Touted as originating in "The Land of Pleasant Living", Natty Boh hasn't been made in the Baltimore area in years and is currently brewed by Miller and distributed by Pabst. Though old-timers wax nostalgic about how great Natty Boh once was, I'll just have to take their word for it.
The current recipe is much like what I remember from my college years, a thin and watery brew with an appearance that one reviewer wrote "totally looks like urine". While it's not something I rush to drink on a day like today when the temperature outside is struggling to get into double digits, the Boh is hard to beat when summer heat and humidty has the area in its grip and you know you should drink water but what you really want is beer.
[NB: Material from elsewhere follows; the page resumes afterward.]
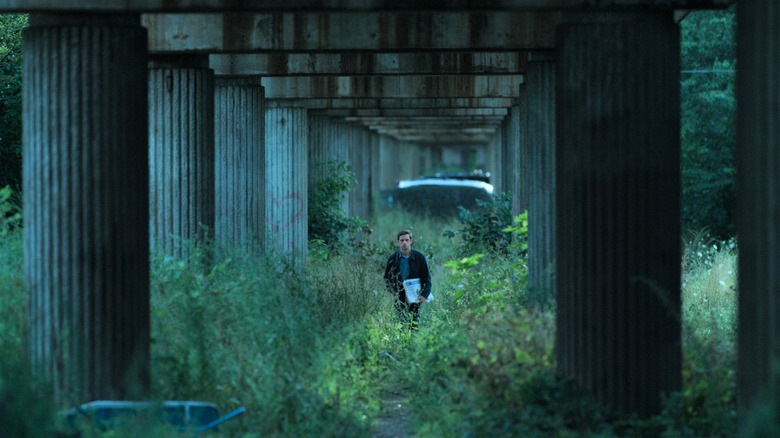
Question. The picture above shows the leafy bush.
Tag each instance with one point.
(11, 26)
As for Phoenix, well, I almost moved there when Chris was working there in the 90s and my brother lives there now so I'll consider that my tenuous connection. I also visited the city once a couple years ago and saw Kurt Warner in a Rubio's but I have no firsthand knowledge of whatever regional cheap beer is favored by the city's population of college students, cowpokes, and artists. I even checked a poll on something called ArizonaSportsFans.com and found respondents singing the praises of such national labels as Keystone, Miller High Life, Schlitz, Bud Lite and Michelob.
Keystone?! No wonder the Eagles are going to beat them tomorrow.